Minister for Social Development, Youth and Sports of Gandaki Province
- Incumbent
- Assumed office 2 September 2024
- Governor: Dilli Raj Bhatta
- Chief minister: Surendra Raj Pandey
- Preceded by: Himself

Minister for Social Development and Health of Gandaki Province
- In office 29 May 2024 – 2 September 2024
- Governor: Dilli Raj Bhatta
- Chief minister: Surendra Raj Pandey
- Preceded by: Sita Kumari Sundas
- Succeeded by: Himself Krishna Prasad Pathak

Minister for Energy, Water Resources and Water Supply of Gandaki Province
- In office 29 May 2024 – 11 June 2024
- Governor: Dilli Raj Bhatta
- Chief minister: Surendra Raj Pandey
- Preceded by: Ved Bahadur Gurung
- Succeeded by: Phandindra Devkota

Minister for Law, Communication and Provincial Assembly Affairs of Gandaki Province
- In office 23 July 2021 – 9 January 2023
- Governor: Sita Kumari Poudel Prithvi Man Gurung
- Chief Minister: Krishna Chandra Nepali Pokharel
- Preceded by: Ministry established
- Succeeded by: Ministry abolished

Member of the Gandaki Provincial Assembly
- Incumbent
- Assumed office 21 January 2018
- Preceded by: Constituency established
- Constituency: Kaski 2(B)

Personal details
- Born: 25/10/1959 Pokhara, Nepal
- Party: Nepali Congress
- Website: bindukthapa.com

= Bindu Kumar Thapa =

Nepali politician

Bindu Kumar Thapa (बिंदु कुमार थापा) is a Nepali politician. He is a member of Nepali Congress.
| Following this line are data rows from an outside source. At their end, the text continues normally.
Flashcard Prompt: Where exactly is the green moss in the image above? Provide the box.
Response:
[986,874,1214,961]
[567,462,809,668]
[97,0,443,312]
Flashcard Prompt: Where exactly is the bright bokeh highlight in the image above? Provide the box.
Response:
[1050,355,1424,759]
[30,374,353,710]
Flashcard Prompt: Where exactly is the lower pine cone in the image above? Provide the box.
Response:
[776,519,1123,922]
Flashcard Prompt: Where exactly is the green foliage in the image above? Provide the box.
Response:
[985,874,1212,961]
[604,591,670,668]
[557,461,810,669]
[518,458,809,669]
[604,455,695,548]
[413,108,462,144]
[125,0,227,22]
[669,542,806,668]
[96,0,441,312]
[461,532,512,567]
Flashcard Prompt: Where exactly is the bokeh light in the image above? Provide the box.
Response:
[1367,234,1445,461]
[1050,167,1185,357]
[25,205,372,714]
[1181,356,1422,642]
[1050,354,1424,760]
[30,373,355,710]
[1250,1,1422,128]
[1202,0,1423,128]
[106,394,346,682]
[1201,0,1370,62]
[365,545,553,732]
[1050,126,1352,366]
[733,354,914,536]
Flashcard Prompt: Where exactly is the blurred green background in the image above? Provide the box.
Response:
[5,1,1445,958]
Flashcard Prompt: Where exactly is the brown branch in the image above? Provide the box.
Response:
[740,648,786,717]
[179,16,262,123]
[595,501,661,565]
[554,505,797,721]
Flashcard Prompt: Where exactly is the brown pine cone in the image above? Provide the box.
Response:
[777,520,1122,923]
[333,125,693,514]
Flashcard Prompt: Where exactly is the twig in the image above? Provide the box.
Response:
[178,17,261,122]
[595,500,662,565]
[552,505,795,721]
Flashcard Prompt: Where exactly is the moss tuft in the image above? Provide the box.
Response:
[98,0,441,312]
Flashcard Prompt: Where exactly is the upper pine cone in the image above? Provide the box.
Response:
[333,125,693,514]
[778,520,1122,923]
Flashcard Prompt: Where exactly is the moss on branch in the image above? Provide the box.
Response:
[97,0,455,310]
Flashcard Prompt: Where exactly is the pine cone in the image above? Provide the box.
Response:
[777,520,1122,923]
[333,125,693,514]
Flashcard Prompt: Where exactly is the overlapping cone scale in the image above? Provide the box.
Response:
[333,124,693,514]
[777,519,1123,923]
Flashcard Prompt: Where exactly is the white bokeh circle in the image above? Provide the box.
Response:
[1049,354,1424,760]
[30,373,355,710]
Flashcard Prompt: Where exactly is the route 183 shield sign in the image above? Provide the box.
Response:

On September 9, 2025, his house was burnt by the GenZ protesters because of an image of his son Saugat Thapa beside a christmas tree of luxury items that went viral during the anti-corruption protest on and before September 8, 2025.

== Career ==
Thapa served as a Member of Parliament of Gandaki Province Assembly in the provincial election of 2017. He was reelected in the provincial election of 2022.

He was elected as a member of Gandaki Province Assembly for the second time in the local election held on 2022 Gandaki Province Provincial Assembly.

Thapa was elected to the 2017 provincial assembly elections from Kaski 2(A). Thapa was the only elected member of provincial assembly from Kaski District representing Nepali Congress.

He joined Krishna Chandra Nepali cabinet as Minister for Law, Communication and Provincial Assembly Affairs on July 23 2021, remaining until 12/2022.

He was re-elected as a Member of Parliament in the 2022 elections from Gandaki Province winning twice in a row and creating history in the Nepali Congress, Kaski. He is also the Vice Parliamentary leader of the Nepali Congress, Gandaki Province. He served as a Minister for Social Development & Health of Gandaki Province, Nepal from 29 May 2024 to 1st September. Currently, he is serving as a Minister for Social Development, Youth & Sports of Gandaki Province, Nepal since 1st September 2024.